What is the vertex form of y=-3x^2-2x+1?

Mar 3, 2016

The vertex form is the following,
$y = a \cdot {\left(x - \left({x}_{v e r t e x}\right)\right)}^{2} + {y}_{v e r t e x}$
for this equation it is given by:
$y = - 3 \cdot {\left(x - \left(- \frac{1}{3}\right)\right)}^{2} + \frac{4}{3}$.

It is found by completing the square, see below.

Explanation:

Completing the square.

We begin with
$y = - 3 \cdot {x}^{2} - 2 x + 1$.

First we factor the $3$ out of ${x}^{2}$ and $x$ terms
$y = - 3 \cdot \left({x}^{2} + \frac{2}{3} x\right) + 1$.
Then we separate out a $2$ from in from of the linear term ($\frac{2}{3} x$)
$y = - 3 \cdot \left({x}^{2} + 2 \cdot \frac{1}{3} x\right) + 1$.
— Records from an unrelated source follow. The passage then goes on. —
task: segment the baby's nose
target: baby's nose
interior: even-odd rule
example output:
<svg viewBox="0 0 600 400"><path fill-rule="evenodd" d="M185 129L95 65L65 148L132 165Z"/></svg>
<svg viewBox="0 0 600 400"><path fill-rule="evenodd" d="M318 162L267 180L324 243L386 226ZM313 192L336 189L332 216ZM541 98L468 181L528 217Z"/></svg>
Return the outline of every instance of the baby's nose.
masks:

A perfect square is in the form

${x}^{2} + 2 \cdot a \cdot x + {a}^{2}$,

if we take $a = \frac{1}{3}$, we just need $\frac{1}{9}$ (or ${\left(\frac{1}{3}\right)}^{2}$) for a perfect square!
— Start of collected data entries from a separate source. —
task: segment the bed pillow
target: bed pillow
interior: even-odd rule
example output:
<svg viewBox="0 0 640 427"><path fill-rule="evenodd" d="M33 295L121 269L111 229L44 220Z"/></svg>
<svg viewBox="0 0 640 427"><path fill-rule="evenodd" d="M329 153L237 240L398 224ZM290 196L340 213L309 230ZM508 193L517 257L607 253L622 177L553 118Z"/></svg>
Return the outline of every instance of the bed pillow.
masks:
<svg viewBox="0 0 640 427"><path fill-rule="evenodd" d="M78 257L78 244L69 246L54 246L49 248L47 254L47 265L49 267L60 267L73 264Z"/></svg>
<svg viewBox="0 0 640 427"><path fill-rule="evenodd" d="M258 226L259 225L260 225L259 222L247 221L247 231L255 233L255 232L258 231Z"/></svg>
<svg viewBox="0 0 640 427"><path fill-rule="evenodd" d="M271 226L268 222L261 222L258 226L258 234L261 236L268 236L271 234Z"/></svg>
We get our $\frac{1}{9}$, by adding and subtracting $\frac{1}{9}$ so we don't change the value of the left hand side of the equation (because we really just added zero in a very odd way).

This leaves us with
$y = - 3 \cdot \left({x}^{2} + 2 \cdot \frac{1}{3} x + \frac{1}{9} - \frac{1}{9}\right) + 1$.

Now we collect the bits of our perfect square
$y = - 3 \cdot \left(\left({x}^{2} + 2 \cdot \frac{1}{3} x + \frac{1}{9}\right) - \left(\frac{1}{9}\right)\right) + 1$
Next we take the (-1/9) out of the bracket.

$y = - 3 \cdot \left({x}^{2} + 2 \cdot \frac{1}{3} x + \frac{1}{9}\right) + \left(- 3\right) \cdot \left(- \frac{1}{9}\right) + 1$

and neaten up a bit

$y = - 3 \cdot \left({x}^{2} + 2 \cdot \frac{1}{3} x + \frac{1}{9}\right) + \left(\frac{3}{9}\right) + 1$
$y = - 3 \cdot {\left(x + \frac{1}{3}\right)}^{2} + \frac{4}{3}$.
Remember the vertex for is
$y = a \cdot {\left(x - \left({x}_{v e r t e x}\right)\right)}^{2} + {y}_{v e r t e x}$
$y = - 3 \cdot {\left(x - \left(- \frac{1}{3}\right)\right)}^{2} + \frac{4}{3}$.
This is the equation in vertex form and the vertex is $\left(- \frac{1}{3} , \frac{4}{3}\right)$.